Dünyadaki tüm üretimi işçi sınıfı olarak biz yapıyoruz, zenginlik bizim emeğimizin ürünüdür. Üreten, var eden işçiler olarak dünya üzerinde milyarlarcayız, patronlar ise bir avuç. Fakat bir yaman çelişki var ki almış yürüyor. Kapitalist sisteme egemen olan bir avuç patron iken, boyun eğdirilen işçilerin sayısı milyonları, milyarları aşıyor. Sayıları patronlara göre kat kat fazla ama ezilen, sömürülen, horlanan işçiler…
Bu çelişki bir anda, kendiliğinden olmadı elbet. Bunun sebebi sayısal olarak fazla olsalar da işçilerin sınıf temelinde birleşememesi, birlik olamamasıdır. Peki, sermaye sınıfı bunu nasıl beceriyor? Patronlar, işçileri sürekli olarak yapay ayrımlarla bölüp parçalamanın, tek başına bırakmanın yollarını arıyorlar. Bu sebeple din, dil, ırk, mezhep, milliyetçilik, bölgecilik ve hatta cinsiyet ayrımını işçi sınıfının zihninin derinliklerine aşılıyorlar. İşçileri ayrıştırıyor, kutuplaştırıyor, sınıf kardeşine düşman ediyorlar. Birbirleriyle mücadele eder, rekabete tutuşur hale getiriyorlar. İnsani değerlerin içini boşaltıyor, sürekli olarak insanın toplumsal, dayanışmacı eğilimlerini köreltmeye çalışılıyorlar. Çok iyi biliyorlar ki insan hayatta birine güvenmeden, dost olmadan ya da başkalarıyla dayanışma içinde olmadan ayakta duramaz. Aslında tam da bunları yaptığında insan, insan olabilir, karşısına çıkacak her türlü zorlukla baş edebilir. Böyle bir durum da egemenlerin işine gelmez.

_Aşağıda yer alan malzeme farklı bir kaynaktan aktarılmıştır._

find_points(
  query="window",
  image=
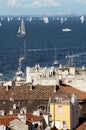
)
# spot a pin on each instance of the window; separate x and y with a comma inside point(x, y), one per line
point(59, 109)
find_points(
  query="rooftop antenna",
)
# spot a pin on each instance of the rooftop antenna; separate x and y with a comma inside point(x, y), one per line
point(55, 58)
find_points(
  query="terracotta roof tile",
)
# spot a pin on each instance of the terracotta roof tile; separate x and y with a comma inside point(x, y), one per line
point(68, 89)
point(38, 93)
point(5, 120)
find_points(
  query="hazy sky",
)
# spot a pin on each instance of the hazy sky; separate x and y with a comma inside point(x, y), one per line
point(42, 7)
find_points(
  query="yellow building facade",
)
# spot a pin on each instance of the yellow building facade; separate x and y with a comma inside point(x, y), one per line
point(64, 114)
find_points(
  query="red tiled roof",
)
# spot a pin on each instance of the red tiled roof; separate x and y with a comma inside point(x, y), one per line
point(5, 120)
point(82, 126)
point(39, 92)
point(70, 90)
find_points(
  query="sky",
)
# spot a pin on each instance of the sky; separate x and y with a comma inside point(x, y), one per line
point(42, 7)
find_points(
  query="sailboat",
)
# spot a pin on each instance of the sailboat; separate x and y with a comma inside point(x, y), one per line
point(21, 30)
point(55, 60)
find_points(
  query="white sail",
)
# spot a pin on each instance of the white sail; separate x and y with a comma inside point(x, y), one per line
point(21, 29)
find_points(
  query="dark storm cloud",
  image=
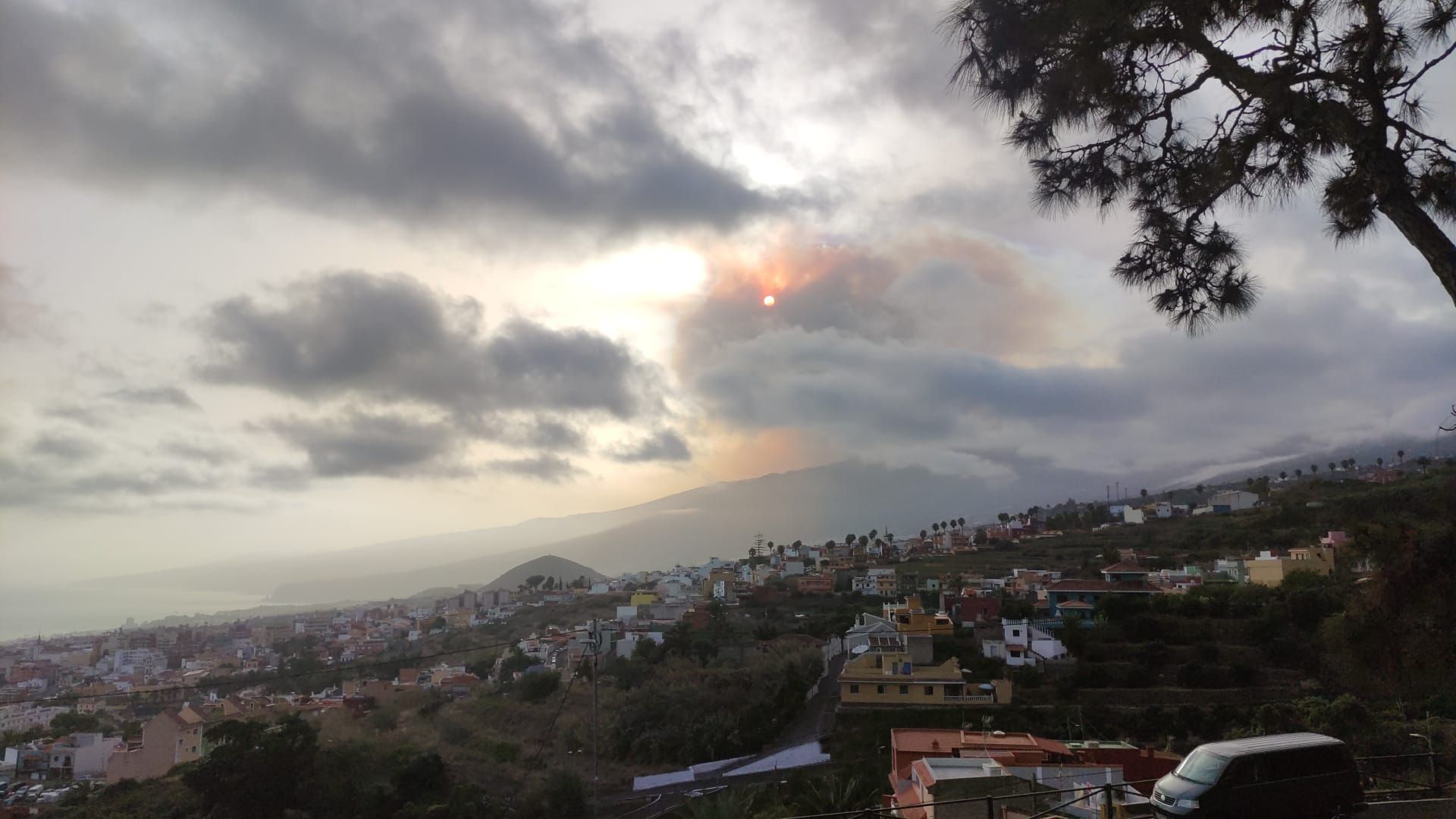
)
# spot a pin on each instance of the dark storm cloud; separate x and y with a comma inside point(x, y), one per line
point(664, 445)
point(99, 487)
point(341, 110)
point(391, 338)
point(64, 447)
point(1302, 372)
point(369, 444)
point(893, 390)
point(155, 395)
point(546, 468)
point(549, 435)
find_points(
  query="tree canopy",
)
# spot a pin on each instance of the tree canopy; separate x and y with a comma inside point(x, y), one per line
point(1185, 108)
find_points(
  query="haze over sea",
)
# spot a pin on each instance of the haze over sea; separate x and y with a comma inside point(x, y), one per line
point(27, 610)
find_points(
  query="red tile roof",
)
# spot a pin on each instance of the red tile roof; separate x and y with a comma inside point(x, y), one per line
point(1126, 566)
point(1100, 586)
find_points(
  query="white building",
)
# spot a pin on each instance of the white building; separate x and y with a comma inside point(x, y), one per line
point(1234, 500)
point(631, 640)
point(867, 627)
point(1024, 645)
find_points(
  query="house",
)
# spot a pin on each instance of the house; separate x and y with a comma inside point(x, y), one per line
point(1382, 475)
point(1272, 570)
point(1022, 645)
point(908, 745)
point(814, 583)
point(1081, 596)
point(626, 646)
point(868, 626)
point(912, 618)
point(1041, 787)
point(82, 755)
point(171, 738)
point(1232, 500)
point(1139, 764)
point(892, 678)
point(970, 608)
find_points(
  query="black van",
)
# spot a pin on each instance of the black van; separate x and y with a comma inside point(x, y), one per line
point(1291, 774)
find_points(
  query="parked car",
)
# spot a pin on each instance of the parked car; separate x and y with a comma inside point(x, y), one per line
point(1293, 774)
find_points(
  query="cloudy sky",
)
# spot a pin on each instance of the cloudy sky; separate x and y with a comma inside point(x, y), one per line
point(280, 278)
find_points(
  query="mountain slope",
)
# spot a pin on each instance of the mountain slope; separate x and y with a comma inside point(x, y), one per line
point(723, 521)
point(548, 566)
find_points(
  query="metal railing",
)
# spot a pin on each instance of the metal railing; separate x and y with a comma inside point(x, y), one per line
point(1104, 793)
point(1433, 787)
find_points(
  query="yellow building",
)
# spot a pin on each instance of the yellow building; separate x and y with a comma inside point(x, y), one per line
point(644, 598)
point(1272, 570)
point(892, 679)
point(910, 618)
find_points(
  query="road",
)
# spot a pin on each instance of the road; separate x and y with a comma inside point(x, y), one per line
point(1413, 809)
point(817, 716)
point(808, 726)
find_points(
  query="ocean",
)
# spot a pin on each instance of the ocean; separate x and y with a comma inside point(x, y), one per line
point(28, 610)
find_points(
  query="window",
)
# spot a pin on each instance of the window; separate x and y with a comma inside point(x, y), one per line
point(1201, 767)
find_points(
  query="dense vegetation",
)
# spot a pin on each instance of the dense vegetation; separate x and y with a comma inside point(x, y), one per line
point(688, 711)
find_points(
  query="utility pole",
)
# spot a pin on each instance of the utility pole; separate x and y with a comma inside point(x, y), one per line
point(596, 654)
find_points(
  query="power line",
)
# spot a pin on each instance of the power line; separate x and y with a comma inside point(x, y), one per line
point(551, 727)
point(258, 679)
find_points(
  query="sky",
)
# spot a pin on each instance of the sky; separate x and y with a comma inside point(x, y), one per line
point(286, 278)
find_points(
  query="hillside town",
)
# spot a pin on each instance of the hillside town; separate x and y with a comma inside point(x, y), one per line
point(85, 711)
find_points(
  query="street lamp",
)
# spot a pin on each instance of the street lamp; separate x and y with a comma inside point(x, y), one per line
point(1430, 748)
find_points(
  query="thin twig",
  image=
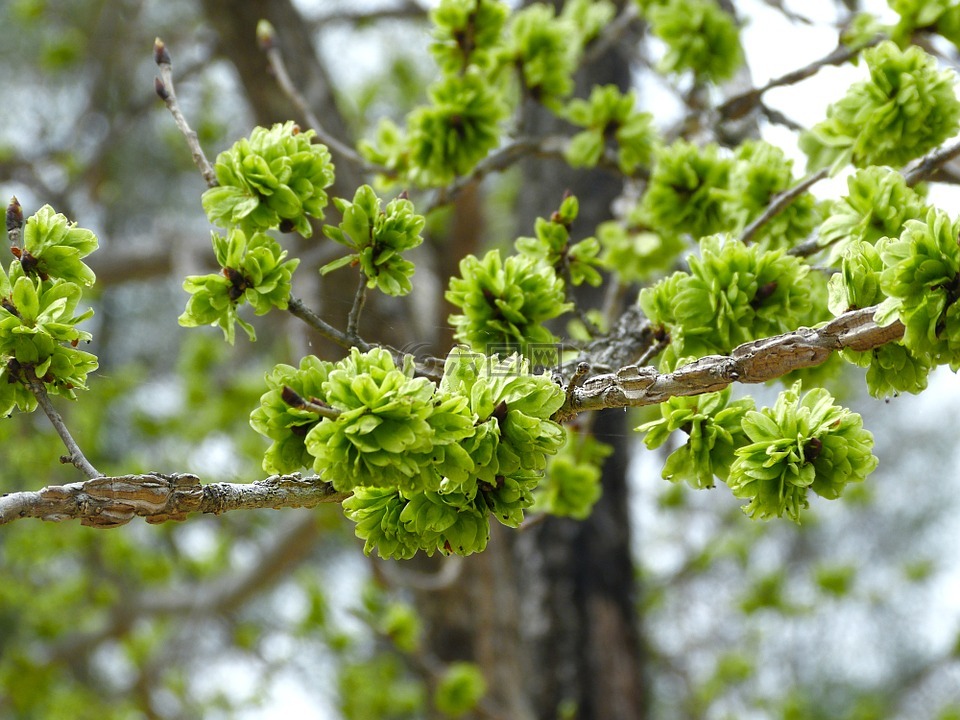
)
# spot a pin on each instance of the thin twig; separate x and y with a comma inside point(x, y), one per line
point(268, 43)
point(164, 88)
point(76, 456)
point(294, 399)
point(296, 308)
point(611, 34)
point(781, 202)
point(359, 299)
point(501, 159)
point(740, 105)
point(931, 163)
point(105, 502)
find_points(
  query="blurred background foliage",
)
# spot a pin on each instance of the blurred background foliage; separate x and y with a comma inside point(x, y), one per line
point(277, 614)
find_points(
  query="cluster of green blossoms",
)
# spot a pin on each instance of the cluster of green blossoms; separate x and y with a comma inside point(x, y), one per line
point(610, 115)
point(39, 298)
point(571, 486)
point(891, 368)
point(276, 178)
point(255, 270)
point(712, 426)
point(377, 238)
point(732, 294)
point(700, 37)
point(770, 457)
point(907, 107)
point(504, 303)
point(576, 262)
point(802, 443)
point(484, 51)
point(877, 205)
point(921, 279)
point(426, 465)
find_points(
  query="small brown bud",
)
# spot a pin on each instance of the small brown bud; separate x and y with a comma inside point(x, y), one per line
point(160, 54)
point(14, 215)
point(161, 89)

Çünkü işçi sınıfı ne kadar çok parçalanır, dağılırsa o kadar güçsüz ve etkisiz olur. İşçilerin suni ayrımlarla birbirlerine düşman edilmek istenmeleri bundandır. Egemenler örgütsüz, dağınık, başıboş işçi isterler. Böylece meydan onlara kalır. Onlar da işçilerin ürettiği zenginliğe rahatça el koyar, bu sayede düzenlerini sürdürürler.

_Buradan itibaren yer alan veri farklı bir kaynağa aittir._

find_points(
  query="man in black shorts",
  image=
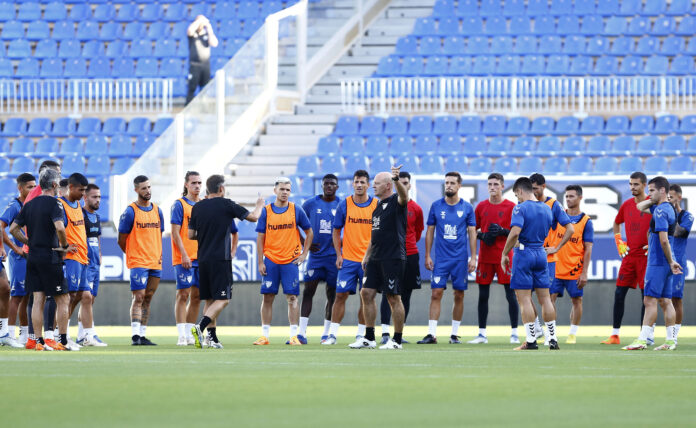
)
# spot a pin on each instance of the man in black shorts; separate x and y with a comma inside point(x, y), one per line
point(385, 259)
point(210, 226)
point(43, 218)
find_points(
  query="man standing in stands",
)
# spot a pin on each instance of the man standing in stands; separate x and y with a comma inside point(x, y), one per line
point(201, 38)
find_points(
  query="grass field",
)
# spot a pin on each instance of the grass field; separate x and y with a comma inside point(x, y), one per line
point(277, 385)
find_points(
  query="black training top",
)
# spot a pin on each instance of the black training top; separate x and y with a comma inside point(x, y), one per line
point(389, 230)
point(211, 219)
point(38, 215)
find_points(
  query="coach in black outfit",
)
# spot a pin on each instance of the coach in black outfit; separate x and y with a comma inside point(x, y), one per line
point(43, 218)
point(210, 226)
point(385, 259)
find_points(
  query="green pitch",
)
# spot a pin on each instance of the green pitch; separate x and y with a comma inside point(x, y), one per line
point(277, 385)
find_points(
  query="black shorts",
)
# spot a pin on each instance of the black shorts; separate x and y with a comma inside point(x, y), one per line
point(215, 279)
point(46, 278)
point(412, 274)
point(385, 276)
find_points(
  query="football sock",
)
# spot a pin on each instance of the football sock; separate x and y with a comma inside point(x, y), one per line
point(432, 327)
point(135, 328)
point(303, 325)
point(455, 327)
point(370, 333)
point(205, 321)
point(529, 330)
point(333, 329)
point(361, 330)
point(551, 328)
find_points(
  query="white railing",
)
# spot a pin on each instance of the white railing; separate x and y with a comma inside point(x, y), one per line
point(513, 95)
point(79, 96)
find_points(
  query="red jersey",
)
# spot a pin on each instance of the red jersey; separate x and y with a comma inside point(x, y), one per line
point(414, 227)
point(636, 226)
point(487, 214)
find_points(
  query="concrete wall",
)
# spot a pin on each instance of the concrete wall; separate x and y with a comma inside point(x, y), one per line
point(112, 306)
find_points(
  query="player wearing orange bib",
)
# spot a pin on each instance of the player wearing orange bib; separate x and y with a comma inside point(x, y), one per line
point(573, 260)
point(280, 253)
point(140, 237)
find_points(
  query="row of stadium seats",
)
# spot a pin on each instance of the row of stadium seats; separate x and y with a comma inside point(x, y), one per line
point(531, 65)
point(140, 10)
point(589, 25)
point(92, 30)
point(562, 7)
point(450, 144)
point(520, 125)
point(309, 166)
point(544, 45)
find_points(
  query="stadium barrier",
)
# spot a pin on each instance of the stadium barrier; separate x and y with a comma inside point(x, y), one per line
point(76, 97)
point(514, 95)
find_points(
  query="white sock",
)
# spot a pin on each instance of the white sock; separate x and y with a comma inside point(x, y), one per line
point(135, 329)
point(385, 328)
point(333, 329)
point(529, 330)
point(303, 326)
point(432, 327)
point(361, 330)
point(551, 327)
point(455, 327)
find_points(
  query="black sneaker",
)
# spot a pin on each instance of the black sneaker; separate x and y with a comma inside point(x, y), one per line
point(146, 342)
point(428, 340)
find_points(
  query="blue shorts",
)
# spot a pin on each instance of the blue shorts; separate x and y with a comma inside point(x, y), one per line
point(93, 278)
point(529, 269)
point(76, 276)
point(18, 270)
point(185, 278)
point(322, 269)
point(558, 286)
point(349, 277)
point(139, 277)
point(658, 282)
point(287, 274)
point(456, 269)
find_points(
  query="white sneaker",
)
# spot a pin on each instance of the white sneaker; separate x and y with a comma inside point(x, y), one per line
point(391, 345)
point(93, 341)
point(363, 343)
point(478, 339)
point(331, 340)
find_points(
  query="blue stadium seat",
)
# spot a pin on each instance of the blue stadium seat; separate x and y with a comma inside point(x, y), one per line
point(623, 146)
point(599, 145)
point(377, 144)
point(450, 144)
point(22, 165)
point(580, 165)
point(70, 146)
point(556, 165)
point(606, 165)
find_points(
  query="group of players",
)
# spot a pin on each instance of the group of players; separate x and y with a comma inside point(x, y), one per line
point(340, 235)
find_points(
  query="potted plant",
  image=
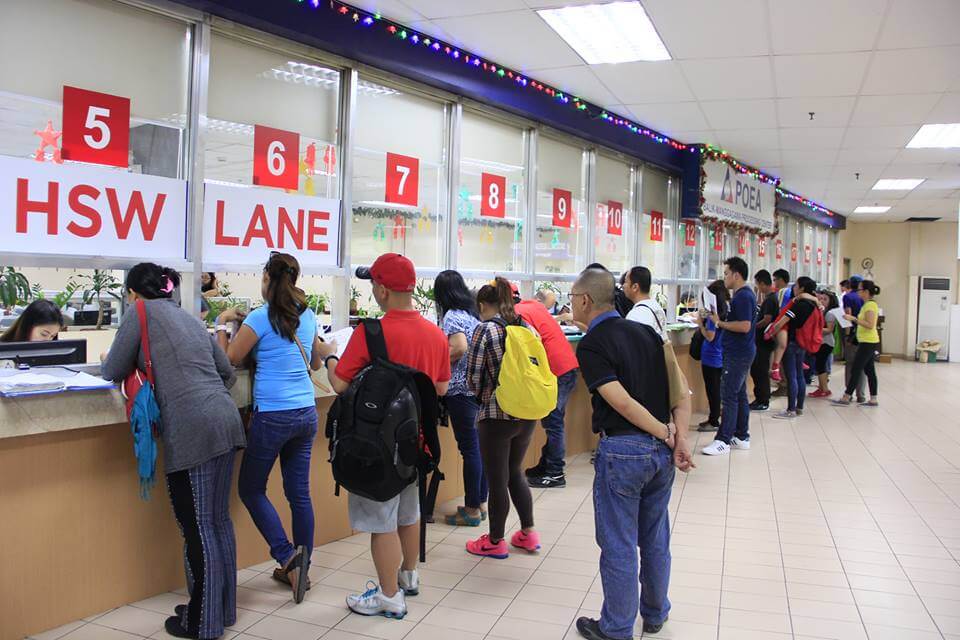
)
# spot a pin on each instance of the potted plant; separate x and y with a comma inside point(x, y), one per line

İşçi sınıfının şairlerinin, ozanlarının dizelerine konu olmuş bir durumdur bu. Hasan Hüseyin bir şiirinde işçiye “seni kurtlar gibi hemcinsine boğdururlar” der. Ruhi Su ise Irmak şiirinde “ağaç demiş ki baltaya sen beni kesemezdin ama ne yapayım ki sapın benden” der. Tıpkı ozanların dediği gibi dünya üzerinde egemenler bir avuçlar ve aslında işçileri birbirine kırdırarak saltanatlarını sürdürüyorlar. Bölüp parçaladıkları işçileri iliğine kadar sömürüyorlar. Çevremize bakalım, nasıl da bölmüş, parçalamışlar. Nasıl da birbirine düşman etmişler. Fabrikalarda göçmen işçilerin, mülteci emekçilerin çalışması istenmiyor, düşük ücretlerin sorumlusu olarak görülüyor, dışlanıyorlar. Savaş mağduru oldukları görmezden geliniyor. İşçiler milliyetçilik, ırkçılık zehrine kapılarak sınıf kardeşlerine düşmanca hislerle yaklaşabiliyor. Kendi milletinden olanlara bile oy attığı partiden, doğduğu ilden, çalıştığı bölümden kaynaklı kinlenebiliyor, rekabete tutuşabiliyorlar. Kadın işçilere karşı yapılan ayrımcılık, hor görme ve dışlama durumu hemen her fabrikada mevcuttur.
İşçilerin bölünüp parçalanması, birbiriyle rekabete tutuşması, örgütlenmenin önüne geçiyor ve sömürü düzeninin ömrünü uzatıyor. Birlik olması gerekenler ayrı gayrı durduğu için sömürü çarkları dönmeye devam ediyor. Ancak emekçiler birbirine inanır, güvenir, birbirine sırtını yaslayarak yol yürürse bu oyunu bozabilirler. Dünya işçi sınıfının mücadele geleneğinde bunun birçok örneği vardır. Dayanışma, yardımlaşma ve paylaşma türlü güçlüklerin üstesinden gelebilmeyi mümkün kılar. Birbirine güvenerek, birlik ve beraberlik içerisinde olanlar, patronlar karşısında kendilerini yalnız ve güçsüz hissetmezler. Nasıl ki üretim sürecinde koca bir mekanizma gibi hareket etmek başarılabiliyorsa, bu birlikteliği sınıf mücadelesinde de başarmak gerekir. Gün ayrışma günü değil birleşme günüdür. İşçileri türlü hilelerle ayrıştıran, kutuplaştıran patronlar, sömürürken hiç birimizi ayırmıyor. Kriz hiçbir işçiyi, ayırmadan yakıp geçiyor. Ekmek küçülüyor, borçlar artıyor, kiralar yükseliyor, paralar pul oluyor, kazanılmış haklar elden gidiyor, işsizlik, hukuksuzluk had safhada.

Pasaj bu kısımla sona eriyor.